Dalam sejarah Islam, kisah pertemuan antara Nabi Muhammad SAW dan saudara sepersusuannya, Syaima as-Sadiyah, membawa pesan tentang kelembutan dan pengampunan. Syaima adalah anak kandung dari Halimah as-Sadiyah, yang menjadi ibu susu Nabi ketika masih bayi. Kisah ini terjadi selama perang Hunain, dimana Syaima jatuh sebagai tawanan pasukan Muslim. Setelah puluhan tahun berpisah, mereka bertemu kembali dalam situasi yang tidak mengenakkan. Awalnya, Rasulullah ragu akan identitas Syaima hingga akhirnya ia diyakinkan melalui kenangan masa kecil mereka.
Dalam sebuah pagi yang penuh ketegangan di tahun ke-8 Hijriah, tepat setelah Fathu Makkah, pasukan Muslim dipimpin oleh Nabi Muhammad SAW menghadapi serangan dahsyat dari kaum Hawazin di medan pertempuran Hunain. Meskipun awalnya pasukan Muslim hampir dikalahkan, suara keras panggilan Abu Thalib membangkitkan semangat mereka untuk bangkit kembali. Dengan bantuan Tuhan, pasukan Muslim berhasil menundukkan musuh dan merebut banyak harta rampasan serta tawanan perang.

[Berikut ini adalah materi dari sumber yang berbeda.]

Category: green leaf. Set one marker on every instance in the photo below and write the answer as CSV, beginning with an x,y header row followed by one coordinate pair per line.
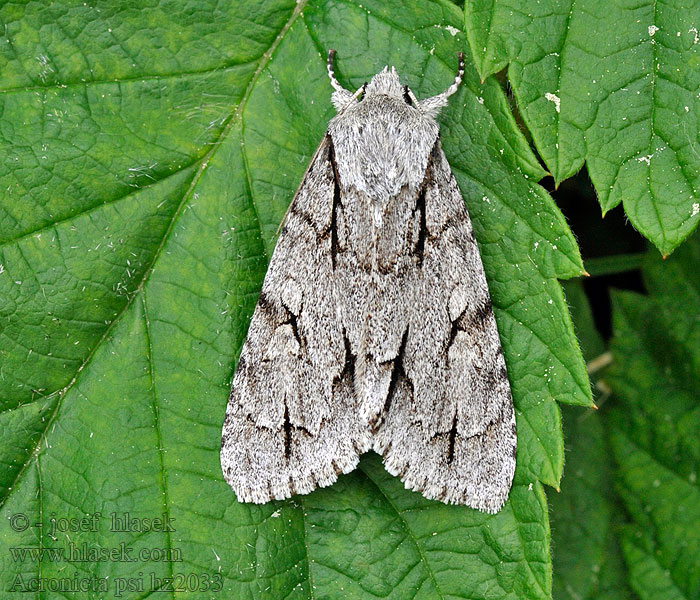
x,y
150,155
654,430
587,557
613,85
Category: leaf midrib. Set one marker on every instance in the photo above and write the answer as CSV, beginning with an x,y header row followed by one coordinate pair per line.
x,y
229,123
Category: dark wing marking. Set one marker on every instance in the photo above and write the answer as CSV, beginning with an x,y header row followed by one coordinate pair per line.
x,y
292,421
449,428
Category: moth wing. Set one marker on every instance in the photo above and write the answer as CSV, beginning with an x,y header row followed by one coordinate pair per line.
x,y
292,420
448,429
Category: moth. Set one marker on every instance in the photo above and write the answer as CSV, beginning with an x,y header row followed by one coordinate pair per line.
x,y
374,328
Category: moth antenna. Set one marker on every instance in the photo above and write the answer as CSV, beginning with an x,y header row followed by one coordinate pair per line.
x,y
331,74
433,105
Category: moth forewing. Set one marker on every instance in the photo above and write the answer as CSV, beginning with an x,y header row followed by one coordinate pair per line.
x,y
374,327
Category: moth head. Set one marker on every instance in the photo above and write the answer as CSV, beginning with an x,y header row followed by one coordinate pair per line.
x,y
387,83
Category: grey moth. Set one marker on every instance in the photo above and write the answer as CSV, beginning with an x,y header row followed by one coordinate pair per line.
x,y
374,328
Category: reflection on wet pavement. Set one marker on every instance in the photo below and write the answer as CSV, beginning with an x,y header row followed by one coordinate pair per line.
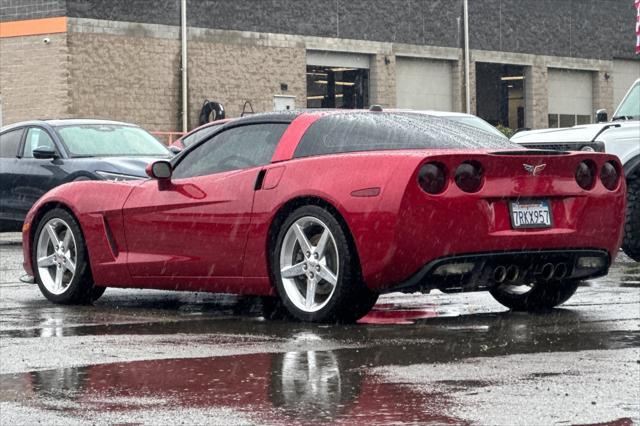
x,y
149,357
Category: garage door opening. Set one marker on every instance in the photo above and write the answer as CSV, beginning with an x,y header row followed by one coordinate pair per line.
x,y
500,90
337,87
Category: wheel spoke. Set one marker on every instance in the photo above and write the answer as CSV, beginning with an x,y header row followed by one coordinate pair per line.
x,y
322,243
327,275
43,262
293,270
58,280
66,240
311,293
305,245
70,265
52,235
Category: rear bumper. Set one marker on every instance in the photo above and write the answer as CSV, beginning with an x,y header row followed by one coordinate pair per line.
x,y
479,271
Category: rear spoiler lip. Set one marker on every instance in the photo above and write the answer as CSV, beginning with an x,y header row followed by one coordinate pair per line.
x,y
527,152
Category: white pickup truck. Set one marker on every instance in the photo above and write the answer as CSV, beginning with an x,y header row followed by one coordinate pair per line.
x,y
621,137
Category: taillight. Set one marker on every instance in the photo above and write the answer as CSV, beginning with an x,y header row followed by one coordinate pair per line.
x,y
432,178
609,175
469,176
586,174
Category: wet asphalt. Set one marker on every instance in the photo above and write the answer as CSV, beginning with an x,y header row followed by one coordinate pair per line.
x,y
157,357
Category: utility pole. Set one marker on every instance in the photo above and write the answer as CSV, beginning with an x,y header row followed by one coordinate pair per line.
x,y
467,89
183,23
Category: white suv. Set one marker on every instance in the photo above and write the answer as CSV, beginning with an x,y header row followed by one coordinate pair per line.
x,y
621,137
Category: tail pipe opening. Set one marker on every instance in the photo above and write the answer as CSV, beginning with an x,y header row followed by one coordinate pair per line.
x,y
513,273
500,274
560,271
547,271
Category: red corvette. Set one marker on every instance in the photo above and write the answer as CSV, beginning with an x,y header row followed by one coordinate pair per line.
x,y
327,210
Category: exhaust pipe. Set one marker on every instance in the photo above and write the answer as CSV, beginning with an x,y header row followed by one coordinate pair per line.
x,y
513,273
547,271
499,274
560,271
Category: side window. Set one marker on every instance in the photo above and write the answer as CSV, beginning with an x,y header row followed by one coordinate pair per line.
x,y
9,143
199,135
37,138
237,148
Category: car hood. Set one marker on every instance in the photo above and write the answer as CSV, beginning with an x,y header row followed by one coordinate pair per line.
x,y
582,133
134,166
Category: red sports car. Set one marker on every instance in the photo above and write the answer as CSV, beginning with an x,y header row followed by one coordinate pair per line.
x,y
327,210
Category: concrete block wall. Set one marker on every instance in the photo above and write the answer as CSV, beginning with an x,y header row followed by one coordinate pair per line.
x,y
382,83
13,10
233,72
34,77
125,78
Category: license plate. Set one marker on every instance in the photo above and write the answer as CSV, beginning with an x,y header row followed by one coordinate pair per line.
x,y
530,214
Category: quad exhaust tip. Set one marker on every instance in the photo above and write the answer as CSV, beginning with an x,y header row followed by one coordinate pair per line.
x,y
548,272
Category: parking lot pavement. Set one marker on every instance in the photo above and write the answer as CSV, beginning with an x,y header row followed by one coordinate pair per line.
x,y
155,357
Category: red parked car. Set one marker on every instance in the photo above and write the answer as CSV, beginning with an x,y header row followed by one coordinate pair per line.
x,y
327,210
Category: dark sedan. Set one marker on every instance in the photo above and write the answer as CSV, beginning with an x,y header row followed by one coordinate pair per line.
x,y
36,156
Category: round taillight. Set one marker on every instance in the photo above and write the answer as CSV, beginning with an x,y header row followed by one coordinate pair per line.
x,y
609,175
469,176
433,178
586,174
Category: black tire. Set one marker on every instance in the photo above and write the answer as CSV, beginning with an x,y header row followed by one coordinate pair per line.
x,y
351,299
631,241
81,289
543,296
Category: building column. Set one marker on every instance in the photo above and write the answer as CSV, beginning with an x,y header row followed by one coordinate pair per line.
x,y
603,91
457,70
536,96
382,80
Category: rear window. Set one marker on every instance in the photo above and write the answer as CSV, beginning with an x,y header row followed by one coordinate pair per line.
x,y
353,132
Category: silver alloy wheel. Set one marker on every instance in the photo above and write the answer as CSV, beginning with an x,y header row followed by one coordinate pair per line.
x,y
56,256
309,264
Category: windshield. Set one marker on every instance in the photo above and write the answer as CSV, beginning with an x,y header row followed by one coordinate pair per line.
x,y
98,140
476,122
629,108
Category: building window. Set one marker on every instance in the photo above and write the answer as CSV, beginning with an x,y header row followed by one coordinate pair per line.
x,y
337,87
568,120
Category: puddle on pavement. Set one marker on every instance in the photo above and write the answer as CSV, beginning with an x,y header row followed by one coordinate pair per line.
x,y
310,386
281,388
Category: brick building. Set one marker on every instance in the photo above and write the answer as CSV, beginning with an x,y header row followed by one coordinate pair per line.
x,y
532,63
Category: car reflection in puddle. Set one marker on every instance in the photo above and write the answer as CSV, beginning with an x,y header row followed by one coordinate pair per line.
x,y
278,388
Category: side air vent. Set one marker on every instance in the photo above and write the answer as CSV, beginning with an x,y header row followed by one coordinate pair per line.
x,y
110,239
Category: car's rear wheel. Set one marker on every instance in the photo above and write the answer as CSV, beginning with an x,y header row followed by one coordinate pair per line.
x,y
60,260
315,271
631,242
537,296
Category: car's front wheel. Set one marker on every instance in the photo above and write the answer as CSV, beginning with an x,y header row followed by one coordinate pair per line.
x,y
60,260
315,271
537,296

Di antara para tawanan tersebut adalah Syaima, saudara sepersusuan Rasulullah. Dia diarak menuju hadapan Nabi dengan perlakuan kasar seperti halnya para tawanan lainnya. Saat ditempatkan di hadapan beliau, Syaima berteriak bahwa dirinya adalah saudara sepersusuan Nabi. Namun, karena sudah lebih dari 50 tahun tak bertemu, Rasulullah meragukan klaim tersebut. Untuk membuktikannya, Syaima mulai menggugah ingatan masa kecil mereka, termasuk bekas gigitan di punggungnya yang dilakukan oleh Nabi ketika masih kecil.
Saat semua bukti terungkap, keraguan Rasulullah lenyap. Ia langsung menyambut Syaima dengan hormat dan kehangatan. Sebagai bentuk penghormatan, beliau bahkan membentangkan sorban miliknya dan mempersilakan Syaima duduk di atasnya.
Dari sudut pandang seorang jurnalis, kisah ini mengajarkan nilai-nilai penting seperti kesabaran, pengampunan, dan kelembutan hati. Rasulullah menunjukkan bagaimana seseorang harus tetap menjaga hubungan baik meskipun telah lama berpisah. Kehadiran Syaima di tengah keadaan yang sulit juga memberikan pelajaran tentang pentingnya empati dalam situasi apapun. Melalui sikap beliau, kita diajarkan untuk tidak melupakan jasa-jasa orang lain, bahkan jika waktu telah memisahkan kita selama bertahun-tahun.